Laid off as a tech professional? Don’t panic — follow our expert advice to bounce back stronger than ever.

If you’re a technology professional who’s just been laid off, you’re far from alone. Many tech companies have announced large-scale layoffs in recent months, leaving employees and industry observers wondering what went wrong. 

The answer? Not much.. It’s not that these companies — like Meta, Google and Amazon — are doing particularly badly. It’s more that they did particularly well during the pandemic, recruiting thousands of people to meet the skyrocketing demand for e-commerce and other online services. As the economy reopened, some of these services were scaled back — along with the teams hired to build and maintain them.

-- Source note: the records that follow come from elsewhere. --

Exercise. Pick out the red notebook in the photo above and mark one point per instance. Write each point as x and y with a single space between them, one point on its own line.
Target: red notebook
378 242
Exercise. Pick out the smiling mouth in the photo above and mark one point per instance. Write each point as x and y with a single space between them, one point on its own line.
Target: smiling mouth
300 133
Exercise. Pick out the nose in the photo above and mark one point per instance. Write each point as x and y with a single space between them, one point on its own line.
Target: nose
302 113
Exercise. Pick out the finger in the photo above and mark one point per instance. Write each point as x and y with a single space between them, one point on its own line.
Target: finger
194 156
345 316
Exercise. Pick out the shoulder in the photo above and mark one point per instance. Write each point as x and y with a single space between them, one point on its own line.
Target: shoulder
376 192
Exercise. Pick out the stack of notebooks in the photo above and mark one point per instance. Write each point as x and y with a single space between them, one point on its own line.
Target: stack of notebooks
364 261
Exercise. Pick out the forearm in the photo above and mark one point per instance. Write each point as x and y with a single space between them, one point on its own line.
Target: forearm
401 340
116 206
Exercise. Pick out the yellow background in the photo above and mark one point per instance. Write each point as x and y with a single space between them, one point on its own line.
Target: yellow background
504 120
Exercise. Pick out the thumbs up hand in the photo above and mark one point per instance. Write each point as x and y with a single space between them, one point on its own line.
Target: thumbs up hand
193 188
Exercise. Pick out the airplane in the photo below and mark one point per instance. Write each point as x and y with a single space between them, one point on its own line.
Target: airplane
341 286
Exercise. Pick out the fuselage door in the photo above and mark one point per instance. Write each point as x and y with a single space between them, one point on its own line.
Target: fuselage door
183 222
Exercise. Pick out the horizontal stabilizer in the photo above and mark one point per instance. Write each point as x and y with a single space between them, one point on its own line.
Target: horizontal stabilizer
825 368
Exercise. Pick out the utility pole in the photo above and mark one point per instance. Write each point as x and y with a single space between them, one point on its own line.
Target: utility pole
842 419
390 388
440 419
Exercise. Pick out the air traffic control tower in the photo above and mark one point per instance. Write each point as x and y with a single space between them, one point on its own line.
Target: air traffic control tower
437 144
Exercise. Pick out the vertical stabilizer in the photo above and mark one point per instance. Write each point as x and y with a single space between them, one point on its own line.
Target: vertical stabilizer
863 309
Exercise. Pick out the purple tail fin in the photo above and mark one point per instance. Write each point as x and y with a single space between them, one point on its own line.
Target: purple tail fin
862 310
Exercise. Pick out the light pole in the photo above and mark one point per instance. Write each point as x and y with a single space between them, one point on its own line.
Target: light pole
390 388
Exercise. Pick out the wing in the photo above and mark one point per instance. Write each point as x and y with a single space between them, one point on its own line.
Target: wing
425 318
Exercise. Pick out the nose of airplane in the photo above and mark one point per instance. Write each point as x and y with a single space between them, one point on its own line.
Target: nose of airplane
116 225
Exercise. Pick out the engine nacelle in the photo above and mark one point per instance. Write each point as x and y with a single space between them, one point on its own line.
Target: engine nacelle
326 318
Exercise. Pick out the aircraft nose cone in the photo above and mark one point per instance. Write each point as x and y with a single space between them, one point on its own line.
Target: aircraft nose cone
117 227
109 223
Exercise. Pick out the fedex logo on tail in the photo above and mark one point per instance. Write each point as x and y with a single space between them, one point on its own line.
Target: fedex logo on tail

Now for the good news: Tech is still a hot industry, your skills are in demand and many employers will fight tooth and nail to hire you. It’s a good idea to take a break after a layoff to reset, but once you feel ready to take the next steps, here’s how to bounce back.

broadcast your availability

As hard as it may be, letting people know you are looking for work is a critical first step after losing your job. Change your profile on LinkedIn to “Open for Work” and add a headline or post that highlights your availability, experience and relevant skills. Broadcast your status as a job seeker on any social media network where you’re active — you never know where a referral or introduction is going to come from, and people generally want to help. If you’re a developer, update your online portfolio to showcase your best projects, adding links to the code repository or live demo.

keep up to date with industry trends and tech developments

It’s easy to tune out the news for a bit, but staying abreast of the latest trends and developments will help keep you fresh in the job market. For example, you can:

  • Follow and engage with technology thought leaders at their favored online haunts, such as Stack Overflow, GitHub, Reddit and Hacker News.
  • Attend conferences and events: Check Meetup for tech-focused groups and Eventbrite for panel discussions and socials. 
  • Subscribe to tech-focused podcasts like the New York Times’ Hard Fork or a more straightforward news show like the TechCrunch Podcast.

add a course or certification

If you find yourself with a bit of slack in your schedule, why not take a course? Even a single, highly respected IT certification could be the difference between a recruiter discarding your resume and taking a closer look. If you’re early in your career, there are entry-level certifications like the Microsoft Technology Associate (MTA), which covers specializations ranging from JavaScript and Python to networking and database fundamentals. Or you could consider a pivot to an in-demand specialization like cloud computing and study for a CompTIA Cloud+ certification.

partner with a staffing firm

Joining a staffing firm like Randstad can open the door to opportunities you wouldn’t hear about otherwise. Consider taking a part-time or contract-based role while looking for a more permanent position. Getting your foot in the door somewhere — even if it’s not 100 percent what you’re looking for — is often the easiest way to bounce back.